SOA can impact database design as well as application design. Often, an SOA project will result in a DB2 database design that is more highly normalized versus a database designed for an application with a monolithic architecture. This has to do with the goal of loose coupling (i.e., dependency reduction) that is a key aspect of an SOA. What you want is a database design that is driven by the nature of the data in the database, as opposed to a design that is aimed at optimizing the performance of a particular application (the latter approach sounds good until you start thinking about other applications that could be built on the same database foundation - it can be to an organization's advantage to trade some database processing efficiency for improved flexibility).

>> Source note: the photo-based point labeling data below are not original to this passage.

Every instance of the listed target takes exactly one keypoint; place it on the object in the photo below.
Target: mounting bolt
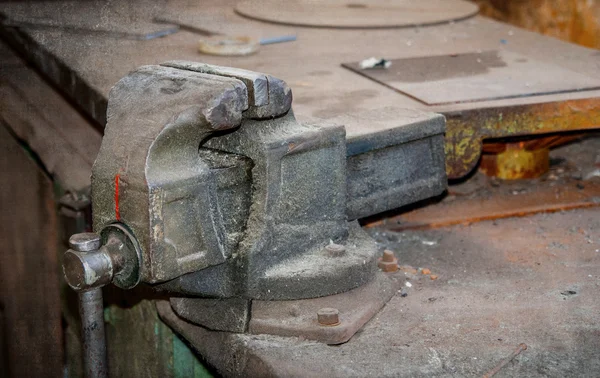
(335, 250)
(328, 316)
(87, 265)
(85, 242)
(388, 262)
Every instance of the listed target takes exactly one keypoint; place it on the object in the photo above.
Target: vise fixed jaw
(219, 194)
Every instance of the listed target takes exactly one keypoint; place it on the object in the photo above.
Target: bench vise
(207, 187)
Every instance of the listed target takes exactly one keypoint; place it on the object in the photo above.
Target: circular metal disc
(357, 13)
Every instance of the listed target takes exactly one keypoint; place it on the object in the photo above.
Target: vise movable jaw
(214, 192)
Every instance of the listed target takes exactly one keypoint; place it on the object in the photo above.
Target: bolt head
(388, 262)
(388, 256)
(85, 242)
(328, 316)
(335, 250)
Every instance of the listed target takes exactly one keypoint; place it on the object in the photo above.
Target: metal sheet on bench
(477, 76)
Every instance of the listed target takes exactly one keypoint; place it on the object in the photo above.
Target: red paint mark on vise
(117, 212)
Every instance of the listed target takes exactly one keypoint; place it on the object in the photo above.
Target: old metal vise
(207, 187)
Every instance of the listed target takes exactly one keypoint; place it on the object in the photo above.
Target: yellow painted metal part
(516, 163)
(466, 130)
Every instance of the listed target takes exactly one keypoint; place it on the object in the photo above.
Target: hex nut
(388, 262)
(328, 316)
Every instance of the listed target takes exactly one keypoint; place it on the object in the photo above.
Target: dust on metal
(388, 262)
(328, 316)
(504, 362)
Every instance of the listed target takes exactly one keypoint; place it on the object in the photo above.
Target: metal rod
(280, 39)
(91, 309)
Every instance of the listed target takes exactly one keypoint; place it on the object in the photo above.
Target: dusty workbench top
(311, 65)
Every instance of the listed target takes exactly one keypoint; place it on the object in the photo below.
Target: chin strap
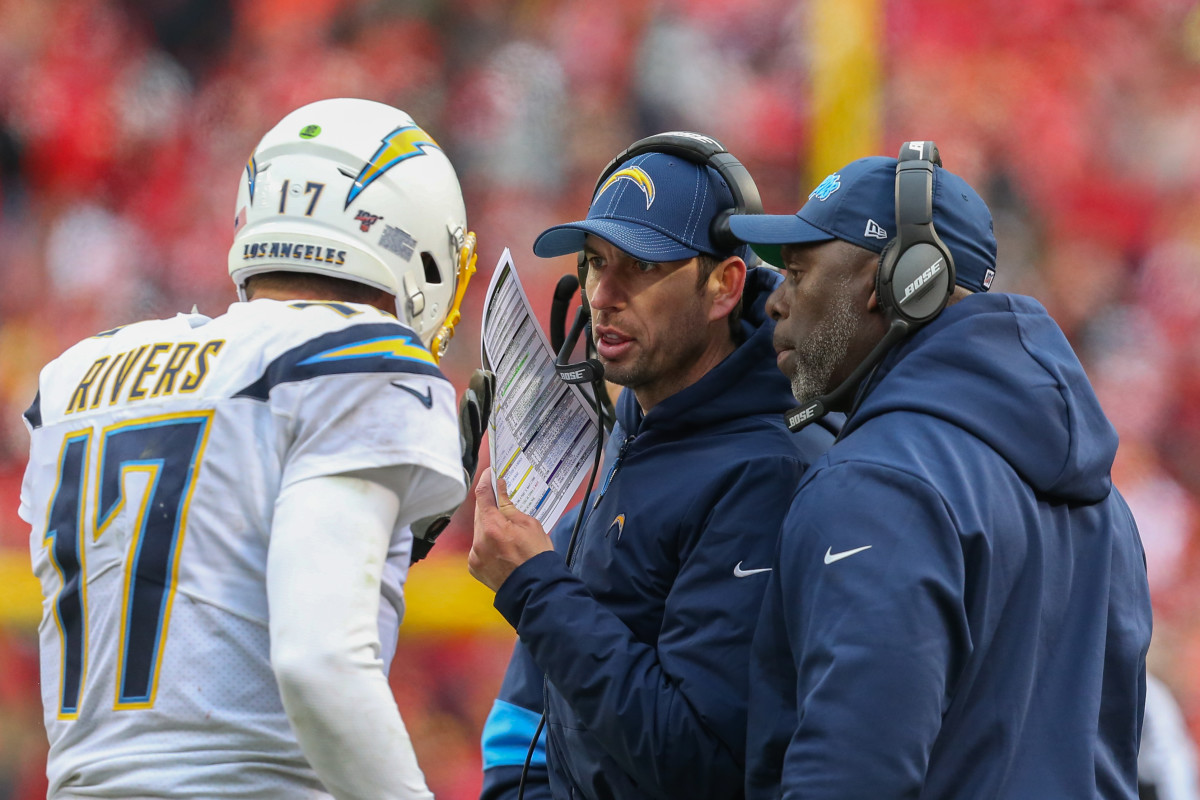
(467, 258)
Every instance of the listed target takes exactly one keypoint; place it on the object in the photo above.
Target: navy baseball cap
(655, 206)
(857, 204)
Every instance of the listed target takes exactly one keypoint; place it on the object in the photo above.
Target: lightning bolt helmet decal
(401, 144)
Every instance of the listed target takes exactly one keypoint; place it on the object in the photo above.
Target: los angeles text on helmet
(298, 251)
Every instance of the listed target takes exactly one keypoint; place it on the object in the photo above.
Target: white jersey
(157, 452)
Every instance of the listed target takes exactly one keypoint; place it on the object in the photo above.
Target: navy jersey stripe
(34, 413)
(378, 347)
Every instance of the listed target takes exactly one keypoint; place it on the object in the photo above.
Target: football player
(223, 509)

SOA can be an impetus for database consolidation on a mainframe server. As previously mentioned, an important aspect of SOA is abstraction of one application system tier (e.g., the data layer) from another (such as the business layer). Another key characteristic of an SOA is standardization with respect to interactions between programs running in different tiers of the application system. Once this abstraction and standardization has been achieved, the platform on which data and data access logic resides should not be a concern to a business-logic programmer. The data server of choice should be the one that can deliver the scalability, availability, and security needed by the organization, and a mainframe (or parallel sysplex mainframe cluster) running DB2 for z/OS is not going to be beat on that score. Indeed, several of the SIG participants spoke of the momentum behind consolidation of databases from distributed systems servers to mainframes that is due in part to the progress of SOA implementation efforts.

That's pretty cool: the mainframe, referred to by some as a "legacy" (read: old-fashioned) server platform, is shining anew as a primo foundation for leading-edge enterprise applications designed in accordance with SOA principles. A very satisfying SIG, indeed.